Top 10 Tips for Admissions
By Michael Pugh
June 04, 2008
Take a strong course schedule. Your class record is a big part of your college application. Don’t take courses that simply pad your GPA. Challenge yourself. Take AP, IB or honors courses. If your school doesn’t offer them, see if your local community college or university does.
Do volunteer work. Make a difference and volunteer for activities that reflect your personality and matter to you. Volunteering benefits your community and looks great on an application.
Ace the entrance exams. Familiarize yourself with the test by taking sample versions beforehand. Get plenty of sleep the night before and eat a well-balanced breakfast. Read the directions and test questions carefully. Pace yourself so you have time to review your work.
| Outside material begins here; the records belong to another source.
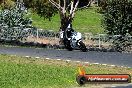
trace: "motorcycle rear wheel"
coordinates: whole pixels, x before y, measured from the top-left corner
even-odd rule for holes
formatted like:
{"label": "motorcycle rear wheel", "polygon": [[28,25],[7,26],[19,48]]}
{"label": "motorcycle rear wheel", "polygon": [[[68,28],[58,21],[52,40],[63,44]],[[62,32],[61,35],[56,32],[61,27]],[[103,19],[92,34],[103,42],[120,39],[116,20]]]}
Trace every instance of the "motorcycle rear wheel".
{"label": "motorcycle rear wheel", "polygon": [[85,44],[82,41],[80,41],[79,44],[80,44],[80,46],[79,46],[80,50],[83,52],[87,52],[87,48],[86,48]]}

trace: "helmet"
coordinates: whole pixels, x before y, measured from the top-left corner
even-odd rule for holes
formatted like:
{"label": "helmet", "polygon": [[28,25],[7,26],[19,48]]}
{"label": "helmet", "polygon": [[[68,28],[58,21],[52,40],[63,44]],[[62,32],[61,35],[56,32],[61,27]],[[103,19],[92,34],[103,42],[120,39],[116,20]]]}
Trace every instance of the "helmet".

Find the school that’s right for you. Develop your ideal college profile. Then find matches with the help of your guidance counselor and Fastweb’s college search. Learn more about your schools of choice via their Web sites, campus visits and college fairs.
Fill out the application accurately and well. Approach each application as if it were the only one that you’re filling out. Read the directions carefully and follow them precisely. Tell the truth. Complete a draft copy first, then revise and proofread. Avoid the common errors of college apps.
Craft excellent application essays. Start by brainstorming for an original topic and take some time to hone your unique point of view. When writing, be clear, concise and well organized. And don’t forget to check grammar and spelling.
Submit applications as early as possible. Many colleges require applications to be in by early January. Online applications are a great way to get your forms in quickly.
Get great letters of recommendation. Choose adults who know you well such as teachers, employers, coaches, clergy and community leaders. Provide them with all the necessary materials and information well in advance. Find out if the due date is a postmark date or a receive date. For receive dates, send letters at least 10 days in advance.
Follow up on your applications. If a college hasn’t sent you something that they should have, don’t be afraid to check on your application. With thousands of applications being processed, mistakes do occasionally happen.
Dazzle them at your college interview. Stay calm. Prepare by practicing with friends and formulate a few questions to ask. Dress for the occasion. Follow up with a thank-you note.